A/N: Sometimes, the mood strikes to write angst. And unfortunately, Yukine just happens to almost always fall victim. This particular piece doesn't depict any of the referenced tags directly, although I still urge readers to proceed with caution if you happen to be sensitive towards these topics. If you suspect that there might be a person being subjected to abuse, don't stand idle. I do feel that a lot of people DO turn a blind eye to the possibility of it. Some people think that it isn't their place or business, or even that someone else will step in. This is a flawed and stigmatized way of thinking that could eventually cost an individual their life if not changed. Yukine didn't get a happy ending, but maybe someone else could, with someone's interference.

It was a curse, carrying around a regalia's entire life. A God wore it like a coat on their back, that just grew heavier the more names that were given.

On nights like these, Yato desperately wished to remove them. He wished to wash his slate clean, and forget the gut-wrenching fates that had been dealt to these innocent souls.

He could only imagine how Bishamonten felt, as many names she had given that were still alive.

Currently, there was only one name he had to actively protect; that was Yukine's, the boy who had bared his vulnerabilities without question in efforts to keep him safe.

There was a reason Yato had found himself unexpectedly weeping the moment he'd taken the burden of Yukine's memories. The kid had suffered in a way similarly to himself, yet differently enough that it left him feeling like his stomach had been torn out on the spot.

His soul had cried out more than once to be saved. Yet, everyone who could have helped him had turned a blind eye, had feigned ignorance.

When he'd shown up to school with bruises, the teachers had said nothing. They'd shaken their heads, and wondered why so many fights had to break out before the day even started.

When he'd sit alone at lunch, barely picking at his food, the staff would mutter how wasteful it was, that a child not eat the food that they worked day in and day out to prepare. How he should be grateful.

When he'd walked into the counselor's office with his arms covered in bandages hidden by long sleeves, the woman had asked him why, with a vindictive stare that accused him of being the one to deal such damage.

When he'd taken refuge in the library with eyes damp and swollen, the other kids had mocked him, calling him weak for not being able to handle the weight of peer pressure.

Oh, how Yato hated kids. They were the cruelest of all, to add insult to injury.

And at the end of the day–that was when everything went downhill. At the end of the day, when that suffering soul should have been able to leave school and find solace in a place called home, it was opening a door to a whole different kind of Hell that was fated to repeated itself day after day.

A boy, desperate for someone to notice but being too frightened to raise his voice in fear of his own demons crushing him beneath their suffocating claws.

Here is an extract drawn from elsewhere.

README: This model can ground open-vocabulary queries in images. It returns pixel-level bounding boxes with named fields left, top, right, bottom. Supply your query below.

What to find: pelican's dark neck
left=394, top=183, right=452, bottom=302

It had never once been considered that maybe, just maybe, something else was happening behind closed doors. No, it wasn't something that was automatically assumed or believed, unfortunately, and Yukine had paid the ultimate price for the poor assumption that most every human often made.

"What are you thinking about?" A voice reverberated in his inner thoughts, stirring the deity from his reverie as bare feet padded across the floor.

It was Yukine.

On nights like these, Yato would always manage to pick up the pieces and, like everyone else in the boy's past, turn a blind eye to the memories he was forced to carry. It was over now. Too late–but it wasn't too late to give the child what he'd been previously, selfishly deprived of.

"The moon…"

He'd never forget, and he would never abandon the child after everyone else had. That was a promise.

"It sure is pretty tonight, isn't it?"